Master of Science (MS)

Document Type

Master's Thesis

College

Agriculture, Food and Environment

Department

Entomology

First Advisor

Dr. James D. Harwood

Abstract

According to optimal foraging theory, generalist predators, such as spiders, are thought to feed indiscriminately on prey according to its availability, especially when food is scarce. In contrast, generalists can display selective feeding decisions under regimes of high prey abundance, but few studies have tracked changes in prey choice on a seasonal basis under open field conditions. Additionally, adaptations to surviving winter have been largely ignored in the research of foraging behavior.
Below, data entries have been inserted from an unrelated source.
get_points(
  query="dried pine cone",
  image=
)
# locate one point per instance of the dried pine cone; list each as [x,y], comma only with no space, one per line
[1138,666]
To elucidate this, I monitored prey availability and collected common forest-dwelling wolf spiders for molecular gut-content analysis, in parallel for 18 months, to assess the temporal changes occurring in spider preferences of common leaf litter prey. In addition, to determine if any physiological improvements to resisting low temperature mortality were affecting spider foraging, I also collected spiders monthly to track changes in spider supercooling points. The results revealed that spiders do exhibit selective feeding throughout the year, and appear to do so in a way that diversifies their diets. Also, despite low litter temperatures putting them in severe freezing risk, cold tolerance in these spiders remained unchanged throughout the winter, which suggests opportunity for growth during this uncompetitive period is paramount to accumulating survivorship-increasing, but also mobility-decreasing, cryoprotectants.